Arons de Carvalho lava mais branco
A história da ERC durante os governos de José Sócrates é de tal forma escabrosa e protectora da sua actuação que ela deveria ter sido encerrada no dia seguinte à sua saída do poder.
Alberto Arons de Carvalho assinou há dias no PÚBLICO um texto sobre a Entidade Reguladora para a Comunicação Social no qual, à semelhança do seu amigo José Sócrates, tenta sem um pingo de pudor reescrever o passado, louvando a independência da ERC ao longo dos últimos 11 anos. “Desde o início da ERC em 2006”, escreve Arons de Carvalho com uma lata que vai de Lisboa a Macau, “constata-se que não existe qualquer alinhamento partidário ou político ideológico.” Com “uma única excepção”, diz ele: “A deliberação, em Junho de 2012, por queixa do jornal PÚBLICO contra o então ministro Miguel Relvas, em que a divisão entre os dirigentes da ERC correspondeu à sua origem partidária.” Juro que ele escreveu isto. Para Arons, a ERC foi sempre absolutamente independente nos tempos de Azeredo Lopes e de Estrela Serrano, tendo cedido apenas à partidarite no caso Miguel Relvas, já durante a presidência de Carlos Magno. A indecência de um artigo como este não pode passar em claro.
Sejamos absolutamente cristalinos: a ERC, desde o maldito dia em que foi inventada, só foi independente e unânime quando foi preciso deliberar sobre a exibição do filme Grande Moca Meu – A Fuga às duas da tarde ou sobre o conteúdo da reportagem A Casa da Mãe Kikas (dois exemplos reais, escolhidos ao acaso). Sobre temas tão prementes quanto estes a ERC, de facto, decidiu por unanimidade. E como é esse o género dominante nas “perto de 2500 deliberações” produzidas entre 2006 e 2016, não chega a ser digno de espanto que 89% das decisões tenham sido tomadas sem engulhos, como se orgulha Arons de Carvalho. Sim, é verdade: Grande Moca Meu e A Casa da Mãe Kikas não dividiram o conselho regulador. Mas quando aquilo que esteve em causa não foi a Mãe Kikas, mas antes Miguel Relvas ou José Sócrates, a ERC sempre se mostrou extraordinariamente disponível para lamber a mão ao dono. O conselho regulador não viu qualquer pressão ilegítima no caso Miguel Relvas, como não viu qualquer pressão ilegítima em todos os casos (e foram muitos) envolvendo directa ou indirectamente José Sócrates. Mais: afirmar que o único acontecimento que deslustra a magnífica reputação da ERC ocorreu em 2012, insinuando dessa forma que entre 2006 e 2011 a ERC foi um prodígio de equilíbrio e independência, é uma mentira tão descarada que Arons de Carvalho deveria ter vergonha de assinar o seu texto como professor universitário.
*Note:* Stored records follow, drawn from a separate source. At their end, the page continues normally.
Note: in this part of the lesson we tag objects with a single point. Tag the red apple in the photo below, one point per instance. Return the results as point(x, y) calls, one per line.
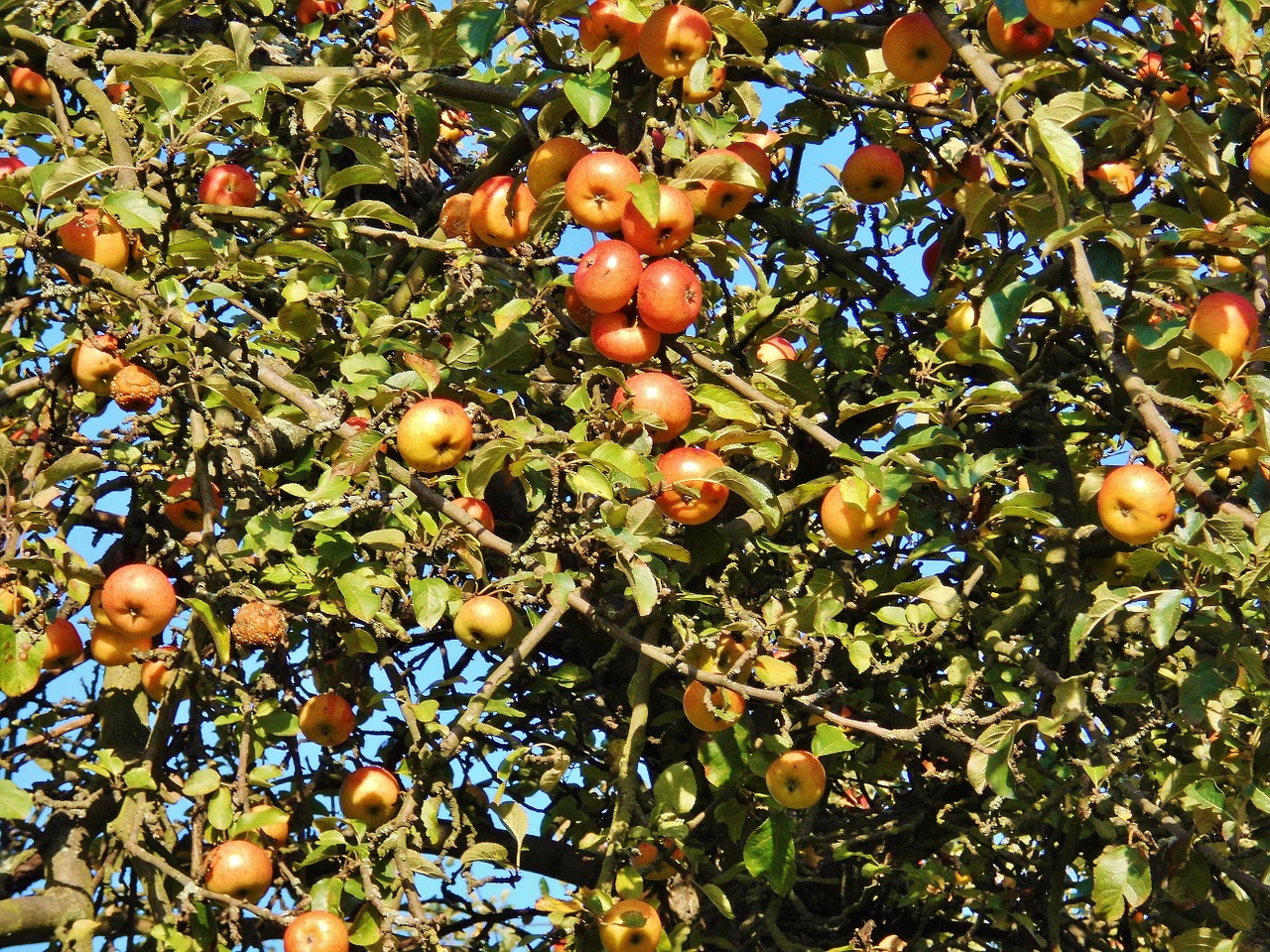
point(686, 467)
point(662, 395)
point(624, 338)
point(670, 296)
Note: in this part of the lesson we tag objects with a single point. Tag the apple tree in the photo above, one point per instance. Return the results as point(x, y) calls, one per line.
point(738, 475)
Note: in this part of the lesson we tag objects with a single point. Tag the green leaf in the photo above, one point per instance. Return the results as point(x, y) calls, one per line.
point(19, 660)
point(16, 803)
point(770, 852)
point(676, 789)
point(1120, 876)
point(590, 95)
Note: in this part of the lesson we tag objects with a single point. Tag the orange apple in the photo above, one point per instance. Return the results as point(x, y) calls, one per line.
point(624, 338)
point(483, 622)
point(604, 22)
point(685, 467)
point(851, 526)
point(95, 362)
point(30, 87)
point(607, 276)
point(158, 674)
point(139, 601)
point(630, 925)
point(492, 202)
point(316, 932)
point(1135, 504)
point(96, 236)
point(112, 648)
point(370, 794)
point(775, 349)
point(797, 779)
point(1023, 40)
point(670, 296)
point(552, 164)
point(668, 232)
point(913, 49)
point(435, 434)
point(672, 40)
point(662, 395)
point(186, 511)
point(229, 184)
point(476, 509)
point(1228, 322)
point(873, 175)
point(717, 714)
point(240, 870)
point(594, 190)
point(1259, 162)
point(326, 720)
point(1065, 14)
point(63, 645)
A história da ERC durante os governos de José Sócrates é de tal forma escabrosa e protectora da sua actuação que ela deveria ter sido encerrada no dia seguinte à sua saída do poder. Arons de Carvalho fala em deliberações unânimes quando, na esmagadora maioria das decisões envolvendo Sócrates, o vogal Luís Gonçalves da Silva, indicado pelo PSD, votou contra e com badaladas declarações de voto. Em Setembro de 2010, Gonçalves da Silva acabou mesmo por bater com a porta, na sequência do caso Manuela Moura Guedes. Talvez Arons já não se recorde do que ele disse à saída. Eu recordo-me: “A ERC foi e é, em muitas situações, um obstáculo à liberdade de imprensa.” Acrescentou ainda que em todos os processos “em que estava em causa o poder político”, aconteceram “verdadeiras entorses” às “normas procedimentais”. É a isto que Arons chama “a independência do regulador face ao poder ou aos partidos políticos”. Nós levámos com Sócrates durante seis horríveis anos. Era o que faltava que tivéssemos de levar ainda com Arons de Carvalho a reescrever a sua história.